The state’s decision to hold back gas tax revenues is costing Humboldt County about $300,000 per month. Supervisor Jimmy Smith said a conservative public works director, access to other proposition money and frugal spending have helped the county continue road service as usual, but the prospect of going more than eight months without is daunting.

“I think we’ve projected that we could get to about September before it began to have a negative effect if the state was to continue holding that,” Humboldt County Supervisor Jill Geist told the governor during his visit to Eureka on April 9.
“It would be very detrimental if it goes past September.”

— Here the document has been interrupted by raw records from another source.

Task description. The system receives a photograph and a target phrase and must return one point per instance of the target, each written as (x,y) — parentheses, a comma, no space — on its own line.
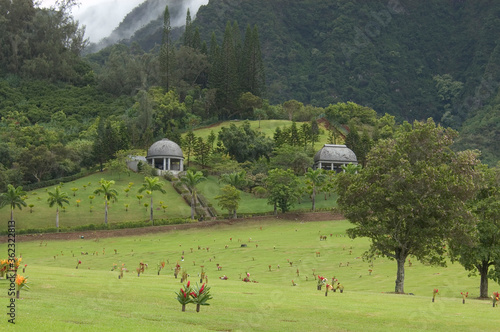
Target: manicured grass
(267,127)
(42,216)
(249,204)
(93,298)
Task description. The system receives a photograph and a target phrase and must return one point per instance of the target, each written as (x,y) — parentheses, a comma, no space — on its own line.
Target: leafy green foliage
(411,196)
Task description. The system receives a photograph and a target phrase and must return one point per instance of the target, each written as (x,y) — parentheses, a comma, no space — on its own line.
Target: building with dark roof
(331,157)
(166,156)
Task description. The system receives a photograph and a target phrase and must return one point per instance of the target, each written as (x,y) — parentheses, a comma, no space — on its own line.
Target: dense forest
(364,65)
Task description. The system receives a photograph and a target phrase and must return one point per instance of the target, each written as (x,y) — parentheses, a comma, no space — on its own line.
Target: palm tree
(59,198)
(14,197)
(235,179)
(150,185)
(191,180)
(316,179)
(109,193)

“We are concerned with our ability to upkeep,” Smith said. “This is what pays salaries, enormous fuel costs and equipment on a daily basis. If you don’t have money to get men and equipment out on the road, you are in big trouble.”

The governor called the gas tax money a “deferral” and promised to “terminate” the fiscal advisor with him on the Eureka trip if the gas tax funds weren’t flowing by September.

“What if they argue and debate over this (budget) for several months?” Smith asked. “If that happens, there is no real guarantee.”

The Associated Press also contributed to this story.